Chinese household wealth has fuelled the country’s housing boom of the last two decades, with 70% of it funnelled into property. But in recent years, Beijing implemented strict rules to curb excessive borrowing by property developers. Those measures starved developers of cash, leading to major construction delays and leaving building projects in limbo. Some developers simply stopped construction, saddling homebuyers with debt but no homes.

This debt-fueled build, build, build culture imploded late last year when Evergrande, the world’s most indebted developer with $300 billion of liabilities, struggled to pay its vendors—and thus, complete its housing projects. Since then, many Chinese developers have confronted similar cash woes that impeded their ability to build.

The mortgage protests could hit an estimated $223 billion worth of mortgage loans—or 4% of Chinese banks’ total outstanding loans, according to a report by Australian bank ANZ. Another estimate by Chinese securities firm GF Securities says the protests involve $296 billion of mortgages. China’s top four state banks—the Bank of China, the Agricultural Bank of China, China Construction Bank, and the Industrial and Commercial Bank of China—are most exposed to mortgage lending, says investment bank Jefferies. If more homebuyers stop paying their mortgages, the protests could jeopardize the “health of [China’s] financial system,” ANZ’s senior China economist Betty Wang wrote in a Thursday note. 

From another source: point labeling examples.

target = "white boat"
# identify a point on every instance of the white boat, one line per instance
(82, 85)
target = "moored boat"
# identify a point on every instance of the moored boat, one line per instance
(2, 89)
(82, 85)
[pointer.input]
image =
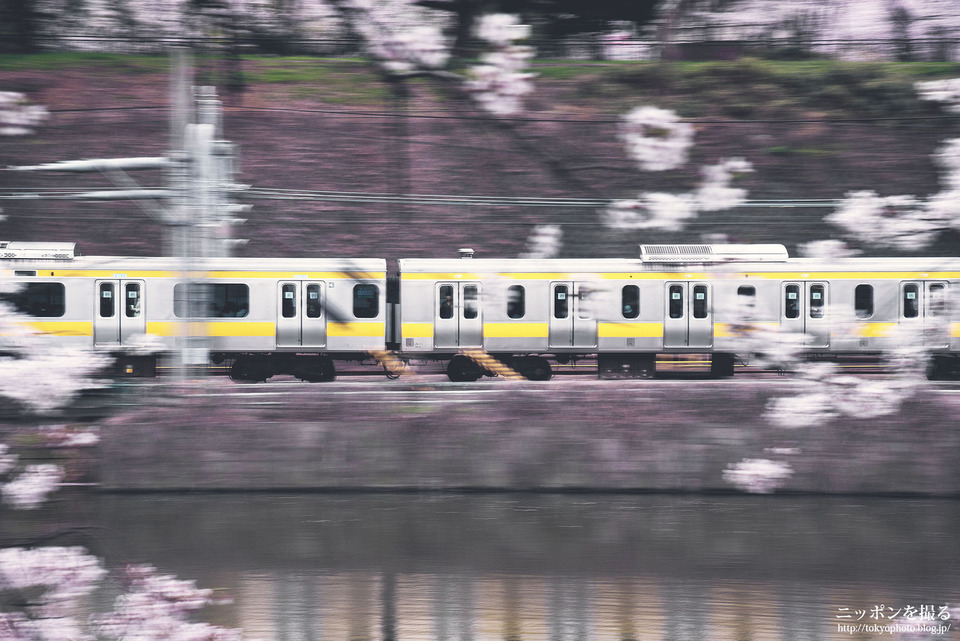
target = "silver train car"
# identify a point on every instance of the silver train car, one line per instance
(272, 316)
(267, 316)
(673, 299)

China’s securities regulator asked banks to reveal the extent of their mortgage exposure in an effort to boost consumer confidence, according to an FT report. Sixteen banks said that they held a collective $414 million in overdue loans on unfinished homes. Not all banks disclosed their loan numbers. 

The snowballing crisis has also compelled the government to reassure citizens that their homes will be delivered. Chinese authorities are working with banks and developers to mitigate a wider systemic crisis. China’s banking regulator on Sunday ordered lenders to extend loans to developers to help them finish unbuilt projects. Officials are also considering allowing homebuyers to defer mortgage payments without penalties.

Houze Song, a fellow at think tank the Paulson Institute who researches the Chinese economy, tweeted that if the current boycott continues, “no one will want to buy property [from] these vulnerable developers. This will bring [about the developers’] financial ruin… as pre-sale accounts for more than 80% of their revenue.” He argued that the crisis can only be mitigated if the central government steps in, rather than leaving it up to local governments and banks, which are constrained by finances and regulation.

Song said: “The current crisis is already worse than Evergrande[‘s], and can become disastrous if Beijing doesn’t act decisively.”